Fraser placed a sheet of paper on the table. It contained an impossibly complicated diagram that looked like a design for an oil refinery. She explained that it was an analysis of the genome of cholera, a single-celled microbe that causes murderous diarrhea; TIGR scientists had finished sequencing the organism’s DNA a few weeks earlier. Much of the picture, she said, was absolutely new to our knowledge of life. About a quarter of the genes of every microbe that had been decoded by TIGR were completely new to science and were not obviously related to any other gene in any other microbe. To the intense surprise and wonder of the scientists, nature was turning out to be an uncharted sea of unknown genes. The code of life was far richer and more beautiful than anyone had imagined.
Fraser’s eyes moved quickly over the diagram. In effect, she was seeing cholera for the first time in the history of biology. And she could sight-read the diagram, in the same way that a good musician can sight-read Mozart and hear it in her head. “Yes…wow…,” Fraser murmured. “Wow. There may be important transporters here…. It looks like there could be potential for designing a new drug that could block them.”

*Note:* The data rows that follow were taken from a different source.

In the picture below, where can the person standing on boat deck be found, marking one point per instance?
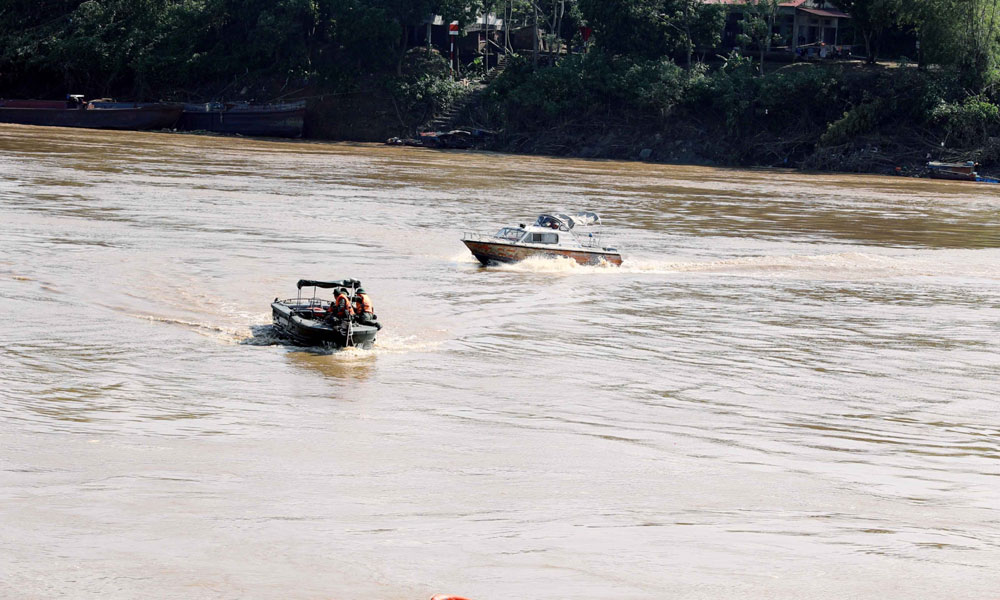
(363, 306)
(342, 308)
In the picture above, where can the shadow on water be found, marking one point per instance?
(339, 363)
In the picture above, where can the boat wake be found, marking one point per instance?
(266, 335)
(836, 266)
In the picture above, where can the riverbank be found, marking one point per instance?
(815, 117)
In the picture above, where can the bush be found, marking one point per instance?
(968, 123)
(591, 85)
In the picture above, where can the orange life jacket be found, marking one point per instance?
(343, 304)
(362, 304)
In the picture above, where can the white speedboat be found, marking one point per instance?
(551, 235)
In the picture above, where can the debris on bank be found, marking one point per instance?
(456, 138)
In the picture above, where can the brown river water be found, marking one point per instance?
(791, 388)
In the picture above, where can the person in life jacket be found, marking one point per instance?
(341, 305)
(363, 306)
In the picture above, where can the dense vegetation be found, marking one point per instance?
(648, 78)
(628, 93)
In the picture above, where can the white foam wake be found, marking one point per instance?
(840, 265)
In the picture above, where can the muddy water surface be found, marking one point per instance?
(789, 390)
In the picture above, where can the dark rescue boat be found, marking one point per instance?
(264, 120)
(311, 321)
(77, 113)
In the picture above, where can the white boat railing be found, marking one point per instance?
(585, 239)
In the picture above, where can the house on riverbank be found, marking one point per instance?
(798, 22)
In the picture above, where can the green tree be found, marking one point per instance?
(872, 18)
(758, 25)
(698, 24)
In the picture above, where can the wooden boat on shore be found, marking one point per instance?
(265, 120)
(554, 235)
(955, 171)
(77, 113)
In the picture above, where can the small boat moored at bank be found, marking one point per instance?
(552, 236)
(313, 321)
(75, 112)
(265, 120)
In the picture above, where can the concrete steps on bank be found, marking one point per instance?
(447, 118)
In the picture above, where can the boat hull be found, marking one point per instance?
(263, 123)
(297, 324)
(494, 253)
(141, 118)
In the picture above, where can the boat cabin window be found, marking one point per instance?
(544, 238)
(510, 233)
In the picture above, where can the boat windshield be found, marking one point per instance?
(510, 233)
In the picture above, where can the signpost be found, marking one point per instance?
(452, 33)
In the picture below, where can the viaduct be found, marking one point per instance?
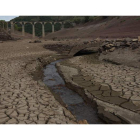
(33, 26)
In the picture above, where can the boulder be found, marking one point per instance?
(128, 39)
(37, 41)
(134, 40)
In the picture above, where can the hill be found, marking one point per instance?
(109, 27)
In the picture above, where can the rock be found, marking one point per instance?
(82, 122)
(107, 116)
(4, 120)
(12, 121)
(128, 39)
(112, 49)
(37, 41)
(14, 114)
(85, 42)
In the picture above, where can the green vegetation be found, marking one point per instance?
(138, 18)
(122, 21)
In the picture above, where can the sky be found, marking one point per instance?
(7, 18)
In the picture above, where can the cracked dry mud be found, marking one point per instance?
(113, 85)
(22, 99)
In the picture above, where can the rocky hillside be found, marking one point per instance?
(110, 27)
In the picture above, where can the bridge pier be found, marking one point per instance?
(12, 27)
(52, 28)
(43, 30)
(7, 26)
(23, 30)
(33, 30)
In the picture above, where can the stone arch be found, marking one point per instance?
(28, 27)
(82, 47)
(19, 26)
(57, 26)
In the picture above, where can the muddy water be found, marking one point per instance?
(74, 101)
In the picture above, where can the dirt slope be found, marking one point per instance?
(112, 27)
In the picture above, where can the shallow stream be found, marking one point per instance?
(75, 104)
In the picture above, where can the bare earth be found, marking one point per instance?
(115, 88)
(22, 99)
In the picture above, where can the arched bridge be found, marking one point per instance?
(85, 45)
(33, 26)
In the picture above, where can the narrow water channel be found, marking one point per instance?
(73, 100)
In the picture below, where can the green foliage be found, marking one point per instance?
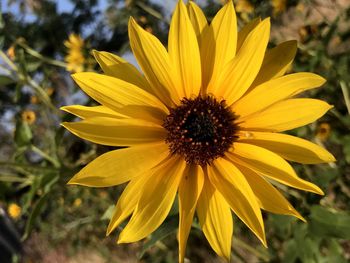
(37, 159)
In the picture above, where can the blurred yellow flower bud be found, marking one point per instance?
(28, 116)
(14, 211)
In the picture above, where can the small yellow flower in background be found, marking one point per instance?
(77, 202)
(323, 131)
(203, 122)
(11, 52)
(279, 6)
(28, 116)
(75, 58)
(14, 211)
(244, 6)
(300, 7)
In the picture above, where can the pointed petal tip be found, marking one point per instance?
(64, 108)
(72, 181)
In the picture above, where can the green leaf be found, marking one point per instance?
(328, 223)
(169, 226)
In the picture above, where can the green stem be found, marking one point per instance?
(251, 249)
(346, 96)
(8, 61)
(54, 162)
(41, 93)
(27, 166)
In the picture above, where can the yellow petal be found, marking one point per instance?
(237, 192)
(219, 42)
(244, 32)
(269, 164)
(189, 190)
(215, 218)
(127, 202)
(121, 96)
(119, 68)
(286, 115)
(184, 52)
(237, 76)
(116, 132)
(275, 90)
(119, 166)
(154, 60)
(84, 112)
(276, 62)
(156, 198)
(198, 19)
(268, 197)
(289, 147)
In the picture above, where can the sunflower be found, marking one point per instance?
(201, 124)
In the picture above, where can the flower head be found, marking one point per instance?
(28, 116)
(203, 123)
(14, 211)
(75, 58)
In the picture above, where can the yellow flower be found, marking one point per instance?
(77, 202)
(14, 211)
(244, 6)
(75, 58)
(203, 121)
(279, 6)
(28, 116)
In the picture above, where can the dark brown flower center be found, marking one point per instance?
(200, 129)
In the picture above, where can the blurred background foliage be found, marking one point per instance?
(42, 42)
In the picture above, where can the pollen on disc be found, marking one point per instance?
(200, 129)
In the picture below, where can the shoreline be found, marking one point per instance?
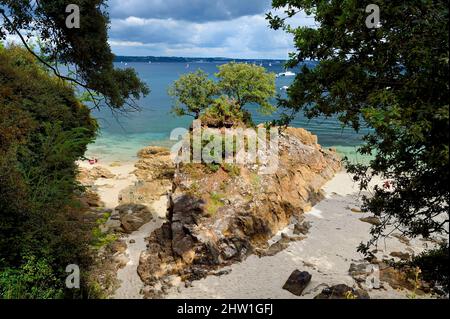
(327, 252)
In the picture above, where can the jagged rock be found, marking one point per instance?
(302, 229)
(121, 260)
(217, 217)
(91, 199)
(400, 255)
(371, 220)
(342, 292)
(297, 282)
(401, 238)
(118, 246)
(133, 216)
(359, 272)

The phone rang. Fraser walked across her office, picked up the receiver, and said softly, “Craig? Hello. What? It closed at a hundred and twenty-five?” Pause. “I don’t know how much it’s worth. You’re the one with the calculator.”
Their net worth had jumped above $150 million that day.
Fraser drove home, and I followed her in my car. The house she shared with Venter was in a wealthy neighborhood outside Washington. It sat behind a security gate at the end of a long driveway. Venter arrived in a brand-new Porsche. The car would do zero to sixty in five seconds, he said. In the vaulted front hall of the house there was a model of HMS Victory in a glass case. In a room next to the garage, there was a jumble of woodworking machines—a band saw, a table saw, a drill press. Venter had worked with wood since his shop classes in high school.
In the kitchen, Claire fixed dinner for the poodles, while Craig circled the room, talking. “We created close to two hundred millionaires in the company today. I think most of them had not a clue this would happen when they joined Celera. We have a secretary who became a millionaire today. She’s married to a retired policeman. He went out looking to buy a farm.” He popped a Bud Light and swigged it. “This could only happen in America. You’ve got to love this country.” Claire fed the poodles.
There were no cooking tools in the kitchen that I could see. The counters were empty. The only food I noticed was a giant sack of dog food, sitting on top of an island counter, and two boxes of cold cereal—Quaker Oatmeal Squares and Total. In the guest bathroom, upstairs, there were no towels, and the walls were empty. The only decorative object in the bathroom was a cheap wicker basket piled with little soaps and shampoos they had picked up in hotels.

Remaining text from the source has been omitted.